Thirteen Indonesian militants sentenced to death for 2002 bombing

For nearly 12 years, Upik Lawanga has been on death row for attempting to overthrow the Indonesian government and killing police and a soldier. According to the Guardian, he was acquitted of 12 other charges but convicted on one that carries a mandatory death sentence. He was sentenced to life in prison by the Indonesia’s highest court on Friday.

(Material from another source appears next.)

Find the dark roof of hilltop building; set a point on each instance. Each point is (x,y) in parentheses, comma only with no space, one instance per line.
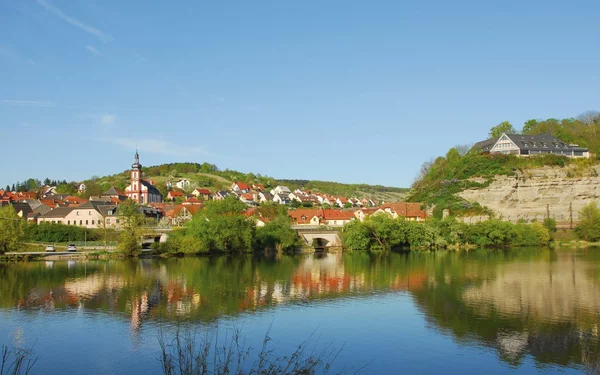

Lawanga was arrested and extradited to Indonesia in 2005 after he was linked to the bombing of two banks and a police station in the Javanese town of Makassar in 2002. Many had suspected the bombings were attempts by Islamic terrorists to undermine security, but Indonesia’s counterterrorism police, Paskal Mandiri, denied any connection. Lawanga, a member of the small right-wing militant group Jamaah Ansharut Daulah (JAD), also tried to overthrow the government and assassinate President Megawati Sukarnoputri. Lawanga and another JAD member, Amin Rusli Yusuf, were accused of gathering weapons and planting bombs at a JAD training camp in the mountainous Ujung Kulon Province. One of the bombs went off and killed two police officers. According to the Guardian, the suicide attack was a propaganda stunt: it was designed to show the World Trade Center bombers in the United States that the Indonesian terrorists were similarly trained.

More than 30 other militants, though linked to JAD, have been sentenced for their involvement with the bombing and its aftermath. It was an attempt to overthrow the government and kill President Megawati that caused Wiranto, the current national police chief, to file charges against the 13 men.